Con lei andrò a comprare un carciofo, si diceva, perché tra questi aspri monti non crescono carciofi da gustare nell'intingolo foglia a foglia, evitando il prune. (E se questo era un desiderio simbolico o solamente naif, un po' scemo,  lui non lo sapeva: però se senso della sua vita aveva la mano nella sua andandolo a comprare assieme glielo avrebbe rivelato).

Ma gli anni passavano, il chierichetto era diventato più che altro un capitano solitario, un vecchio lupo di mare che sognava di giorno e la notte parlava con l'amico barbiere morto da anni. Era una persona molto pratica, ma nessuno se ne accorgeva... Neppure lui in effetti ne era un gran che certo. E doveva star lì a navigare in una stanza a vele dispiegate nel sogno senza sbocco!

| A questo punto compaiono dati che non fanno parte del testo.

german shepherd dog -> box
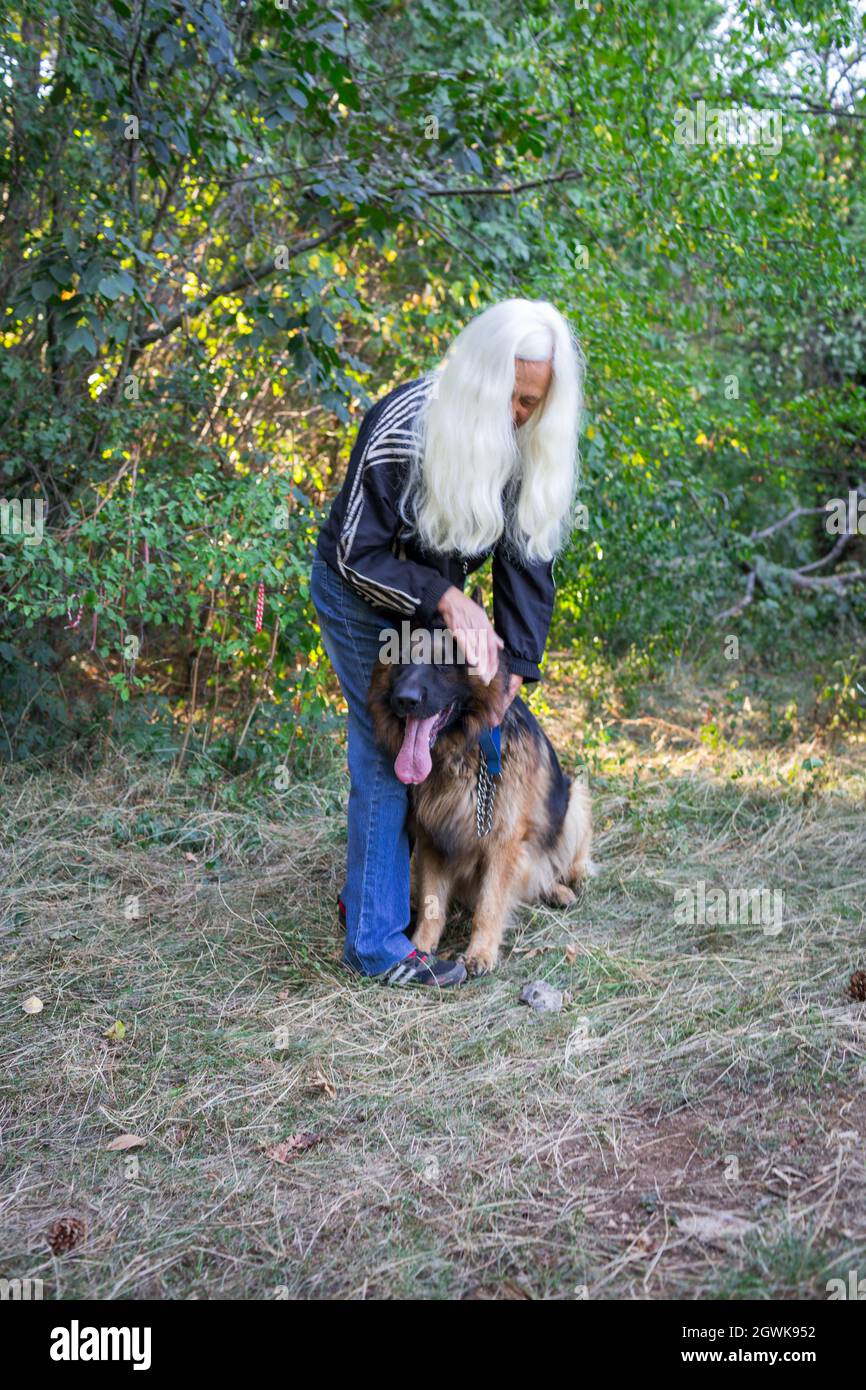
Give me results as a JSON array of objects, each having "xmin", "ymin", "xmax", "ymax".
[{"xmin": 368, "ymin": 607, "xmax": 593, "ymax": 976}]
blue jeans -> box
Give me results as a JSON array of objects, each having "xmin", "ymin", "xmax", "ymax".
[{"xmin": 310, "ymin": 554, "xmax": 414, "ymax": 975}]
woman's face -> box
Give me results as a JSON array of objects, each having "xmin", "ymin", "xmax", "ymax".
[{"xmin": 512, "ymin": 357, "xmax": 553, "ymax": 429}]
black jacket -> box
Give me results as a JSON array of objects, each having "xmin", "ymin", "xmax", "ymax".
[{"xmin": 315, "ymin": 375, "xmax": 556, "ymax": 681}]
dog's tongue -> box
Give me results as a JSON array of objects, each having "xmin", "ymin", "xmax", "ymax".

Altrove c'era una bimba poetessa, piccola piccola che guardava spesso le stelle - soprattutto nei cieli estivi sul mare - . La sua vita passava con lei ritta sul molo della città. Così vide molti luoghi fantastici, raggiunse paesi dove i cammelli pascolavano il deserto e dove gli dei ridevano allegri increspando di bianco le onde.
              
Lei scriveva parole con la bocca e gli occhi e le sopracciglia... e aveva con sé una tazzina con dell'olio, una goccia di limone, ma non aveva il carciofo. Nessuno leggeva quelle poesie così belle, e quindi attendeva sul molo viaggiando ancor più lontano. E l'intingolo mancato faceva apparire la sua personcina solitaria ancor più insensata agli occhi degli altri.
              
Un giorno d'inverno, quando il mondo pareva una strada chiusa per il Chierichetto Capitano, la nave attraccò dalla montagna su di un'onda più ampia di altre: lì in cima giocava graziosa, sul pontile, la Bimba poetessa con immagini struggenti evocate che sembravano un'estate da film cinemascope. Il Chierichetto guardò in viso la Bimba, il Capitano guardò il volto della Poetessa: lì - su quel viso tanto delicato - lesse poemi immensi, lesse la sua stessa vita e le avventure vissute in una nave che da anni solcava gli alti flutti  dei monti... La poetessa - per la prima volta - sentì pronunciare le parole che da anni aveva raccolto nella sua camicetta, tanto che il petto le scoppiava d'amore.
                
Non si dissero nulla. Lei allungò la mano, lui gliela strinse.
                  
Era una vita sola. Una vita che si ricongiungeva. E anche il carciofo avrebbe trovato il suo olio, la goccia di limone, denti sorridenti.


Sara Cardellino



°°°






NOTA 
     
L'Attore Stellato e Ragazza Primavera sono i protagonisti di un Teatrale Poema Grafico. Claudio e Sara lo stanno scrivendo in progress. E ne pubblicano alcune parti su questo weblog. Il fiabesco Teatrale poema grafico verrà poi  recitato dai due autori.